3

Is there any way in Python to reverse the formating operation done through the "%" operator ?

formated = "%d ooo%s" % (12, "ps")
#formated is now '12 ooops'
(arg1, arg2) = theFunctionImSeeking("12 ooops", "%d ooo%s")
#arg1 is 12 and arg2 is "ps"

EDIT Regexp can be a solution for that but they are harder to write and I suspect them to be slower since they can handle more complex structures. I would really like an equivalent to sscanf.

AsTeR
  • 7,247
  • 14
  • 60
  • 99
  • 5
    Yes: use regular expressions. – Marcin Jan 31 '12 at 17:58
  • 1
    possible duplicate of [sscanf in Python](http://stackoverflow.com/questions/2175080/sscanf-in-python) – Michael Mrozek Jan 31 '12 at 17:59
  • @MichaelMrozek thanks, I did forgot the name of that C function – AsTeR Jan 31 '12 at 18:01
  • Is there a reason you don't want to use regular expressions? It would help if we could see what you want to do. – Nathan Jones Jan 31 '12 at 18:04
  • -1. Looks to me like a duplicate of [*sscanf in Python*](http://stackoverflow.com/questions/2175080/sscanf-in-python). To summarise the answer there: someone's written `sscanf()` in Python, but regular expressions are the better tool in Python. @AsTeR, you "suspect" RE's to be slower; have you pulled out your profiler and measured it? – Jim DeLaHunt Jan 31 '12 at 18:22
  • 1
    @JimDeLaHunt no, I didn't. I would have to have a sscanf equivalent to do so, don't I ? – AsTeR Jan 31 '12 at 18:44
  • I think this question is not the same as http://stackoverflow.com/questions/2175080/sscanf-in-python as it emphasizes the need to have a two way method. Re is only a parsing tool (yet very powerful), and the % approach and string.format (btw) are printing methods. The good thing with sscanf is that it is the reverse of sprintf (i.e. % in python) – Juh_ Sep 14 '12 at 13:06

1 Answers1

6

Use regular expressions (re module):

>>> import re
>>> match = re.search('(\d+) ooo(\w+)', '12 ooops')
>>> match.group(1), match.group(2)
('12', 'ps')

Regular expressions is as near as you can get to do what you want. There is no way to do it using the same format string ('%d ooo%s').

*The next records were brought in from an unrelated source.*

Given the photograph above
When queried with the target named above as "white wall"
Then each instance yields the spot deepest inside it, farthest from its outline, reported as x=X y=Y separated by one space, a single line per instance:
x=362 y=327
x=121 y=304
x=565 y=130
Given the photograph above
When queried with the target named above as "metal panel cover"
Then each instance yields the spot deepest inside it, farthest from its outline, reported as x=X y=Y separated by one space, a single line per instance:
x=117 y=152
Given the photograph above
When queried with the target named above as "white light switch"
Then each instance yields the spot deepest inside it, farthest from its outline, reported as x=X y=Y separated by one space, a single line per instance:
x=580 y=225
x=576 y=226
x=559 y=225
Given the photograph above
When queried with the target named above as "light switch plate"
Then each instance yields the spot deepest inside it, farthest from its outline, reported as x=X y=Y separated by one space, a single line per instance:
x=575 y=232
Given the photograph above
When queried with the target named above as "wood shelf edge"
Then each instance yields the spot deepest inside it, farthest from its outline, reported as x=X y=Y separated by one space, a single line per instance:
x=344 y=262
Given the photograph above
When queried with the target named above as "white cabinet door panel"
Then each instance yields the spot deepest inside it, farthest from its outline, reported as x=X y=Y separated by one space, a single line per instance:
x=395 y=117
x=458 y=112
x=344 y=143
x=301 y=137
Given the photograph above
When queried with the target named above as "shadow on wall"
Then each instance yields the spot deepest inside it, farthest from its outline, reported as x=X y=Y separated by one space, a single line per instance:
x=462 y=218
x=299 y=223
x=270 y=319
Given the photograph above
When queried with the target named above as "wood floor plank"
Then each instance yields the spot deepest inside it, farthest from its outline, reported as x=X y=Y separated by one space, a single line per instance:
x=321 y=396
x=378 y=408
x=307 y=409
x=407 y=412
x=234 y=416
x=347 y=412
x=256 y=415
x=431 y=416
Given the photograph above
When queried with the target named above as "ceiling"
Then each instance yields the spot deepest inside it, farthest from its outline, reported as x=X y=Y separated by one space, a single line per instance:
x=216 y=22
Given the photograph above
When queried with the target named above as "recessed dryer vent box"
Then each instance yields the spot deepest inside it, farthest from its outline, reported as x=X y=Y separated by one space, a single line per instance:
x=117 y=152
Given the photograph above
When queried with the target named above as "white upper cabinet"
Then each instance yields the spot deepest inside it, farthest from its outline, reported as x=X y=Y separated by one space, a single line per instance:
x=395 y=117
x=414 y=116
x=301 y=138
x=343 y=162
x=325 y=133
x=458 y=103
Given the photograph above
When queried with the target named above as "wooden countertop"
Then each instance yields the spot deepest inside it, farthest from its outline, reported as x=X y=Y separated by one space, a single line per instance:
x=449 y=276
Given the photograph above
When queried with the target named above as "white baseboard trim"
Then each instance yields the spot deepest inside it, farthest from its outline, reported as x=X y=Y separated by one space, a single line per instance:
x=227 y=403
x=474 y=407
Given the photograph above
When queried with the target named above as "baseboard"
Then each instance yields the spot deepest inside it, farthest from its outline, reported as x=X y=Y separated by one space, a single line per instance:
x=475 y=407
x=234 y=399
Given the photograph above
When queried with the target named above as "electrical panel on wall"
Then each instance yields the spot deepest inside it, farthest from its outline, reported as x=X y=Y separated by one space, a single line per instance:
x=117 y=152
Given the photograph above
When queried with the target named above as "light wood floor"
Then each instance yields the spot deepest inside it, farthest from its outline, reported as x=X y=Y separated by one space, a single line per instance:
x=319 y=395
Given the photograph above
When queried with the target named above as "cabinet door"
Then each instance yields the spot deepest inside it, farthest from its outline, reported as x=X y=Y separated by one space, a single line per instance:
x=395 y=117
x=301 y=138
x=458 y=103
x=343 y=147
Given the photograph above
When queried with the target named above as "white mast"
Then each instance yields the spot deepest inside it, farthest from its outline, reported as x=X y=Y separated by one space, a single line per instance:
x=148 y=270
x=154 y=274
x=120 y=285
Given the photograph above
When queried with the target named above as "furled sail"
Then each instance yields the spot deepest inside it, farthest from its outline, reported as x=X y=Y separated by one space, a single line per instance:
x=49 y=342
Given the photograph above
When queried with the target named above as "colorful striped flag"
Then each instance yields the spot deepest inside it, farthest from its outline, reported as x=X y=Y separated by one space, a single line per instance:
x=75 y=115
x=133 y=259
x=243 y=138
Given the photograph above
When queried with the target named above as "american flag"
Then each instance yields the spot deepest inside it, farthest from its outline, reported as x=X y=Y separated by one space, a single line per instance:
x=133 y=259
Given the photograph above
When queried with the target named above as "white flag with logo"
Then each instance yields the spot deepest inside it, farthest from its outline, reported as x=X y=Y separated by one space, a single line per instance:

EDIT: As @Daenyth suggested, you could implement your own function with this behaviour:

import re

def python_scanf(my_str, pattern):
    D = ('%d',      '(\d+?)')
    F = ('%f', '(\d+\.\d+?)')
    S = ('%s',       '(.+?)')
    re_pattern = pattern.replace(*D).replace(*F).replace(*S)
    match = re.match(re_pattern, my_str)
    if match:
        return match.groups()
    raise ValueError("String doesn't match pattern")

Usage:

>>> python_scanf("12 ooops", "%d ooo%s")
('12', 'p')
>>> python_scanf("12 ooops", "%d uuu%s")
Traceback (most recent call last):
  File "<stdin>", line 1, in <module>
  File "<stdin>", line 10, in python_scanf
ValueError: String doesn't match pattern

Of course, python_scanf won't work with more complex patterns like %.4f or %r.

juliomalegria
  • 24,229
  • 14
  • 73
  • 89